YAMAKAZI: With Lupin, he’s so complex. Even in 2D animation, there’s various versions of him, so there’s various opinions on which one is really the most ‘Lupin.’ So, what I had the character designer do was create different styles of Lupin. He drew out some looking like a live-action version of Lupin, [and some] in a traditional 2D style, and then everyone decided together on which hand-drawn Lupin was their favorite, or the one that they wanted to go with. Once they decided that, that was just one drawing.

So then from there, because he looks different from different angles, we used a software called ZBrush to create a 3D sculpture of Lupin, so that we could see the different angles. I think we created like three types, and then we voted on which one was the most Lupin-looking of the three. And then, once that was decided, the hard part was really just deciding on all the expressions, because every time he turns, we have to decide on which expression works. So, that was really hard, and I think it took about eight months to figure it out. The riggers worked really hard on this, but we had a sheet with different expressions of Lupin and decided, “Okay, which one are we going to go with?”

That took a long time, and that’s just for one character. We had to do it for all the characters, so the staff worked really hard on this.

DEADLINE: Which of the film’s environments were the most challenging or fun to bring to life?

YAMAKAZI: Difficult scenes are like deserts, or scenes with nothing in it. I think those are really hard to do, or it was hard to get the okay that this was good, because it’s different from live-action, where you go somewhere and just film the thing. You really have to create ‘nothing’ with something, but have it be nothing, so that was really difficult. What was fun was inside the ruins [of Teotihuacan] because I was able to use my imagination freely. The designers had a lot of fun giving their own ideas, so we had a lot of ideas, actually, on what we could do. Because we were able to come up with our own ruins, I think I had a lot of fun with those.

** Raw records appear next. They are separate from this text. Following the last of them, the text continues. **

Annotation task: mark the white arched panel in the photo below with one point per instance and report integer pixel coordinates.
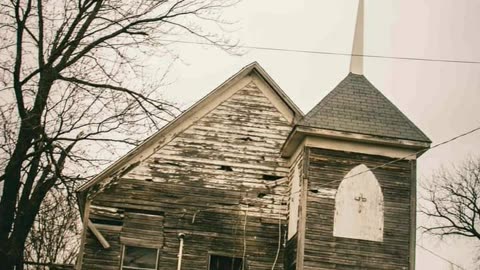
(359, 206)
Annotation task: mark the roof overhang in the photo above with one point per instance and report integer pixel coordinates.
(301, 133)
(250, 72)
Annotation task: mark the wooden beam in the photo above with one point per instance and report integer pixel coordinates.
(99, 235)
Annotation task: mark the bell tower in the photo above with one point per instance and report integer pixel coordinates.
(353, 178)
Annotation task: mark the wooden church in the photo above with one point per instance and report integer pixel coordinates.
(244, 180)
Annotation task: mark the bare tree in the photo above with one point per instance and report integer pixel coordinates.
(452, 201)
(54, 237)
(69, 78)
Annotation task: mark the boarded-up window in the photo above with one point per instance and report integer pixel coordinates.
(218, 262)
(359, 206)
(142, 230)
(294, 203)
(139, 258)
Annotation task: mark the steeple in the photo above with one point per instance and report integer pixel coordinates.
(356, 64)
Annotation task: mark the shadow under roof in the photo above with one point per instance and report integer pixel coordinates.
(356, 106)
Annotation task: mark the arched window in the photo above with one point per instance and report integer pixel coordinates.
(359, 206)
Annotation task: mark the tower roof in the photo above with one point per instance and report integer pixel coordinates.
(356, 106)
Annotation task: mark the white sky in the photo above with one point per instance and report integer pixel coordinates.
(443, 99)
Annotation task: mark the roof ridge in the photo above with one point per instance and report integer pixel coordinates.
(356, 105)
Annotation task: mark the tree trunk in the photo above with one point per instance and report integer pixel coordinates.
(11, 255)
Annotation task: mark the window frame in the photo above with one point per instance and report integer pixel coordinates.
(220, 254)
(122, 267)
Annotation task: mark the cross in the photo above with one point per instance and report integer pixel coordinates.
(360, 199)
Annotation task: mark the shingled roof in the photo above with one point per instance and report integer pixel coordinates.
(356, 106)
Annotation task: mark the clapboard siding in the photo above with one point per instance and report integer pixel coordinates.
(324, 251)
(96, 257)
(221, 181)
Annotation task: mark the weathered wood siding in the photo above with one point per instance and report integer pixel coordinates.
(222, 182)
(95, 256)
(324, 251)
(293, 215)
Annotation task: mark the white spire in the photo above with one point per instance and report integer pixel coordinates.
(356, 64)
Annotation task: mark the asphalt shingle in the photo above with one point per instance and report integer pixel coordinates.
(356, 106)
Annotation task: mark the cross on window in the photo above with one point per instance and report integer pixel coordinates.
(360, 199)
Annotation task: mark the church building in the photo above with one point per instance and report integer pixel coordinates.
(243, 180)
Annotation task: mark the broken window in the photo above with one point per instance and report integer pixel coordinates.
(140, 258)
(218, 262)
(359, 206)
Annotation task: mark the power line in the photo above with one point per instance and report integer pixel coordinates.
(443, 258)
(323, 52)
(402, 158)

DEADLINE: Were you able to collaborate with Lupin III creator Monkey Punch on the film, prior to his passing in 2019?

YAMAKAZI: Monkey Punch was really looking forward to this version, and I was also really excited to show him, but he died right before it had completed. So, he didn’t get to see it. We didn’t make it in time and I’m really saddened by that, but I do feel that he’s maybe watching from above.

DEADLINE: What would you say you’re most proud of, with regard to Lupin III, now that the film is in your rearview mirror?

YAMAKAZI: I think being able to convert [Lupin] into a gorgeous 3D version without losing any of his elements, any of his quirks, was really my goal—and I think I accomplished it.

DEADLINE: What’s next for you?

YAMAKAZI: I’m working on a couple of projects. One of them is one of those movies for theme park rides, similar to Star Tours or the Harry Potter ride. [The park] is in the suburbs of Toko. It’s actually a pretty old theme park that’s going to be renovated to become a new one. Then, the one I’m working on is going to be probably the main attraction. I can’t give out the details, but it’s something that everyone would probably be excited about.

Then, I’m also working on two different live-action [films], but because of Covid, it’s really hard to say how it’s going to move, if I could get into filming.

DEADLINE: Have you thought about making another Lupin film?

YAMAKAZI: It’s really hard to read [the response to the film] because I guess with Covid, it just really affected the numbers. So, if the producer says he wants to do it, then it might be up to him.